Torno alla domanda: perché le opposizioni chiedono con insistenza nuove elezioni, elezioni anticipate, se non sono in grado di vincerle? La risposta è che contano sul fatto che il premio di maggioranza (truffaldino) della legge elettorale vigente, del famigerato Porcellum, viene attribuito per la Camera su base nazionale ma per il Senato su base regionale. Pertanto se le opposizioni vincono il premio di maggioranza in un numero sufficiente di regioni, Berlusconi rischia di trovarsi in minoranza al Senato.
Il Cavaliere lo sa, e per mettersi al sicuro fa rispolverare una norma (già proposta dal senatore Quagliariello in ottobre) che estende anche al Senato il premio di maggioranza su base nazionale. Così quando dorme può dormire tranquillo. Ma forse no.
Ricordo che l’attribuzione del premio di maggioranza su base regionale fu giustificata, a suo tempo, dal fatto che l’incombente riforma federale dello Stato prevede, come è sensato che sia, un Senato delle regioni fondato sul principio della rappresentanza territoriale, non della rappresentanza individuale. Così mentre a Bossi viene concesso un federalismo fiscale che è già in corso di attuazione, allo stesso tempo gli viene sottratta la struttura portante di un federalismo costituzionale e del federalismo politico. Se gli sta bene, bene. Ma se no, Berlusconi rischia di imbattersi nel veto della Lega.
C’è poi anche un problema costituzionale.
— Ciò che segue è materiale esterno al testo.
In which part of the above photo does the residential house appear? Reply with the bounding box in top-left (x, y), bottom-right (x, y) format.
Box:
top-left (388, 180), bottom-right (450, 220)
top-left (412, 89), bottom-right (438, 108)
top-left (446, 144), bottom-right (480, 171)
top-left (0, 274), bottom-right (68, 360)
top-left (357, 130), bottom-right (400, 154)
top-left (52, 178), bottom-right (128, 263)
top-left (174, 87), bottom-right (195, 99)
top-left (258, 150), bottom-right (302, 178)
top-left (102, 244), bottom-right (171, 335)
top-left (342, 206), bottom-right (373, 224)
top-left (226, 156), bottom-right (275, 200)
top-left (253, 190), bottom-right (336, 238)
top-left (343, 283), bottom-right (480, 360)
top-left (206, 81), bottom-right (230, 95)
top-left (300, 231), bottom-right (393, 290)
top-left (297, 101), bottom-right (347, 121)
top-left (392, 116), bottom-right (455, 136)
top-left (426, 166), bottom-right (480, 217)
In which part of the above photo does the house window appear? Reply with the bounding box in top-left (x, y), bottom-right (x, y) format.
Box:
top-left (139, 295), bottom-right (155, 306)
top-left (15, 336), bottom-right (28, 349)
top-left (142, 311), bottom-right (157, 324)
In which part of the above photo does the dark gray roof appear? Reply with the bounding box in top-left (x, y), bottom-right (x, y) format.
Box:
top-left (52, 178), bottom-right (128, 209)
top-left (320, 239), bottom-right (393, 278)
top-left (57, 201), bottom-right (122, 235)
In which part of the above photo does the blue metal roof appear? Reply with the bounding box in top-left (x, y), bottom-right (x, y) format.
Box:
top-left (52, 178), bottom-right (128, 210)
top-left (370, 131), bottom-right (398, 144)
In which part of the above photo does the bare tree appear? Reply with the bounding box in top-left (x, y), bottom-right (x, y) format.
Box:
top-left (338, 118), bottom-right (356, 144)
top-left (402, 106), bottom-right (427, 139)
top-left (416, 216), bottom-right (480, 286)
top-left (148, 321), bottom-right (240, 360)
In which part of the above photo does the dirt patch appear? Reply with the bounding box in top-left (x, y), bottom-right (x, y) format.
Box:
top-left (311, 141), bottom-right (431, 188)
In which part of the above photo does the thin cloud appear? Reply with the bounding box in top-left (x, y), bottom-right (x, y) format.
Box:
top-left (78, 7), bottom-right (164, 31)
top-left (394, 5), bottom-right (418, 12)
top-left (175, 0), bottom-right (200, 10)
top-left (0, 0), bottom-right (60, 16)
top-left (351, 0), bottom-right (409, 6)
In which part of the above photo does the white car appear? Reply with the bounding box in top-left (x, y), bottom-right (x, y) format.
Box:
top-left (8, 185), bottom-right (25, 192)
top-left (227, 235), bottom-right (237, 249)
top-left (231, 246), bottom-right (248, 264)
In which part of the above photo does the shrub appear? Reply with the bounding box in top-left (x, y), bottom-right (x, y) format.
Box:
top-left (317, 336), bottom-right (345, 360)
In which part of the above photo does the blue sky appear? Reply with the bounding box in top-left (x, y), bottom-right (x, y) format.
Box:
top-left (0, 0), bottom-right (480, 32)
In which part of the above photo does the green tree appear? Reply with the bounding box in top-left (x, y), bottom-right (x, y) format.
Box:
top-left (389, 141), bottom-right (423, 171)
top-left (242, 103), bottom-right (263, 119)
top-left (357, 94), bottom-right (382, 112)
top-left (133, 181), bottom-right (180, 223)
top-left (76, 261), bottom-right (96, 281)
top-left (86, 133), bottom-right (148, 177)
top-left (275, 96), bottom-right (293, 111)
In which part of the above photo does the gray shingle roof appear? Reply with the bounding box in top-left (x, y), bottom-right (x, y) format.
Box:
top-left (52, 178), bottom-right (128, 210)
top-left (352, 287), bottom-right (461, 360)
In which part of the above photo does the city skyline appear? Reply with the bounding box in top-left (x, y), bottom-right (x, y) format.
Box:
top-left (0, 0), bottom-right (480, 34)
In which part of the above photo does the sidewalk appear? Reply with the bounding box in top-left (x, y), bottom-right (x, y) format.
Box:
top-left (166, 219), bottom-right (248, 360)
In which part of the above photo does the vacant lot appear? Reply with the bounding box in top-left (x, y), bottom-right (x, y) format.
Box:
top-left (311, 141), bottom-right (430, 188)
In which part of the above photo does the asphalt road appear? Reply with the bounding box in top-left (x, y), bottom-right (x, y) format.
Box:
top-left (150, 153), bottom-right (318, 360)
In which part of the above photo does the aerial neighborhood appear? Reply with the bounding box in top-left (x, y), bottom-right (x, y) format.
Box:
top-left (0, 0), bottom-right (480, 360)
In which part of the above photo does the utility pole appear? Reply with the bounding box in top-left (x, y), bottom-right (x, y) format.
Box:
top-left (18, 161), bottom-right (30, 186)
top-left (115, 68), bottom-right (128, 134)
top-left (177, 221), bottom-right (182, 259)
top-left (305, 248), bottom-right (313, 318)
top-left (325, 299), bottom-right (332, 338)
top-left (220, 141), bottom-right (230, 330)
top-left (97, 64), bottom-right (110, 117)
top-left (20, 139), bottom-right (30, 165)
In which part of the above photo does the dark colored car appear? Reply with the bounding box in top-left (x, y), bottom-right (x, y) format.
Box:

L’articolo 57 della Costituzione stabilisce che «Il Senato della Repubblica è eletto a base regionale». È per questo che a suo tempo il presidente Ciampi chiese e ottenne che il premio di maggioranza venisse assegnato su base regionale. Così mentre il sistema elettorale è materia di legge ordinaria, su questo punto siamo in materia di legge costituzionale. Se il presidente Napolitano solleverà la stessa eccezione del suo predecessore, allora a Berlusconi le elezioni anticipate non convengono più. Tanto meglio per il Paese – siamo stanchi di troppe elezioni – e anche per le nostre scervellate opposizioni.